A national animal rights group, Physicians Committee for Responsible Medicine,
has spent $3,500 to place a billboard in downtown Portland criticizing OHSU for using pigs in a medical school class.
The billboard, located at the intersection of SW 13th and Alder, reads “First, Do No Harm: Stop the OHSU Medical School Live Animal Lab.” The text alludes to the Hippocratic Oath,
an ancient ethical code that specifically prohibits doctors from harming “man,” as OHSU spokesman Jim Newman points out.

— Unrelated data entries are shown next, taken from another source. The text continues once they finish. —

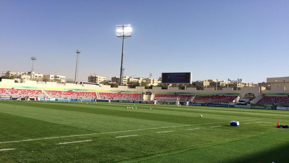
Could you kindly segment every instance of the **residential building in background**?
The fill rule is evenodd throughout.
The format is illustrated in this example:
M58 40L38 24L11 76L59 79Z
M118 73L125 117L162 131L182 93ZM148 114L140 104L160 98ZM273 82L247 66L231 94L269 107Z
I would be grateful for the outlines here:
M89 83L103 83L106 80L106 77L98 76L97 74L96 74L88 76L88 81Z

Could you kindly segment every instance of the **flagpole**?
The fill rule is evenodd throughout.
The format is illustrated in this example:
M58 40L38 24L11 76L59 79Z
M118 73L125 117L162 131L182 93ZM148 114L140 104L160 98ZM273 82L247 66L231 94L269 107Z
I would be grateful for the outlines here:
M216 90L217 90L217 80L216 81Z

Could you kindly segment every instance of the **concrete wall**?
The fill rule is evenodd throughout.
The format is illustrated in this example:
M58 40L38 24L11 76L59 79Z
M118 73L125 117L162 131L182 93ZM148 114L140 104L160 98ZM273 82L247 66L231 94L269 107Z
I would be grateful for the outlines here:
M179 90L177 87L169 87L168 90L162 90L161 87L154 87L152 89L145 89L144 87L137 87L136 88L129 88L127 86L119 86L118 88L111 88L110 85L103 85L101 87L96 87L94 85L76 85L74 84L66 83L63 84L57 84L56 83L47 82L37 84L36 81L26 80L24 83L15 83L14 80L2 79L0 82L0 87L11 88L34 89L52 90L81 90L82 91L94 91L98 92L107 91L131 91L132 92L141 93L143 92L150 92L154 94L155 93L198 94L231 94L239 96L242 99L246 93L250 93L255 94L256 97L260 94L259 87L242 87L241 90L233 90L232 88L224 88L222 90L214 90L214 88L205 88L203 90L197 90L196 88L187 88L187 90ZM279 95L289 95L289 90L286 90L285 87L276 87L272 88L271 90L266 90L262 91L265 94L281 94ZM150 97L145 97L149 98ZM144 98L144 99L146 98ZM148 100L147 99L147 100Z

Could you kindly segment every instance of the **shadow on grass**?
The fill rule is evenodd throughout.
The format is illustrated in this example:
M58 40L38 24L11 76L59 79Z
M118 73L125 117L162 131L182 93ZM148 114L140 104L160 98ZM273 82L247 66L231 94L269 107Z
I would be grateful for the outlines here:
M250 155L246 158L242 157L242 158L233 159L231 162L236 163L288 162L289 161L289 155L288 154L287 151L288 149L289 144L284 144L259 153L258 154L253 154L252 155Z

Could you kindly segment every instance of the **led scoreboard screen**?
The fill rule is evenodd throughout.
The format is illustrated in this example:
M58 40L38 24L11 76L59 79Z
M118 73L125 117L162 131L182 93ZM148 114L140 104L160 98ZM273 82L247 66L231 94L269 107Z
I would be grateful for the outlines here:
M162 83L192 84L192 73L162 73Z

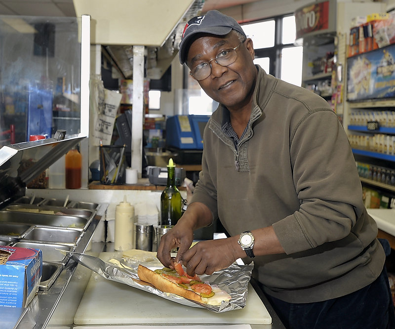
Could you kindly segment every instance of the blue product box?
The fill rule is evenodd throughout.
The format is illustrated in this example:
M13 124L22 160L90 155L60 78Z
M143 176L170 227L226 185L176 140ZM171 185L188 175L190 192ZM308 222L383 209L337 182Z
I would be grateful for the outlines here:
M40 249L0 246L0 306L26 307L39 290Z

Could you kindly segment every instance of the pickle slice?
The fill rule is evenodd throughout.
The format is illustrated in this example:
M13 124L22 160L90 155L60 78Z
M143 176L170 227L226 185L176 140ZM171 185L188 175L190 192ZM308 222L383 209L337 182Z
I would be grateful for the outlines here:
M200 293L200 296L202 297L204 297L206 298L209 298L210 297L212 297L215 294L215 293L214 291L211 291L208 294L206 293L203 293L203 292Z

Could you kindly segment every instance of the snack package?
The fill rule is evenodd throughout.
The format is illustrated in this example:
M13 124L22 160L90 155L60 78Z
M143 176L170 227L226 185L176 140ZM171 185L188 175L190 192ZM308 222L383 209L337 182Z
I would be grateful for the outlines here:
M26 307L39 290L41 250L0 246L0 306Z

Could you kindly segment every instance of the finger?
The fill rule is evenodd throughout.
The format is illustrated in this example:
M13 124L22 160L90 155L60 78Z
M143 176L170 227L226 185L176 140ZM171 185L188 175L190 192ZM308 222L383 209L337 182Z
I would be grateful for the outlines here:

Many physicians consider the oath outdated.But that misses the purpose of the billboard, says Dr. John Pippin, a PCRM spokesman. Pippin says his group put up the ad to engage the public—not to quibble over technicalities or even ridicule OHSU.
“We have been disappointed that the substantive issues related to live animal use have not been addressed by OHSU,” he explains. If the school would “take an honest look” at its program, he thinks, it would find it “archaic.” He hopes the billboard will alert Portland's public—which he believes is particularly progressive—and that concerned citizens will then write to OHSU to complain.
Newman says he has gotten 25 complaints from Portlanders since the billboard went up at the start of January—22 letters and three phone calls.
About 75 percent of students opt to take the class, an elective, which Newman contends is neither cruel nor illegal. As far as Newman knows, no OHSU students have complained about the school's use of animals.
In the past, Newman has questioned PCRM's credibility, citing a 2004 Newsweek article that linked the group to PETA and estimated that less than 5 percent of its members were physicians.
But Pippin says his organization was founded by physicians and scientists. He maintains that OHSU is one of only 10 medical schools in the country, and the only school west of the Mississippi River, that still uses live animals in classes.
PCRM hopes that OHSU will eventually agree to phase live animals out of classrooms. And there's a recent precedent. On Dec. 7, following a similar dispute at Case Western Reserve School of Medicine in Ohio, Dean Pamela Davis issued the following statement: “As the school continues to revise and implement a new curriculum over the next year, we have committed to not using dogs, cats or ferrets in our instruction. We are working to eliminate the use of all live animals.”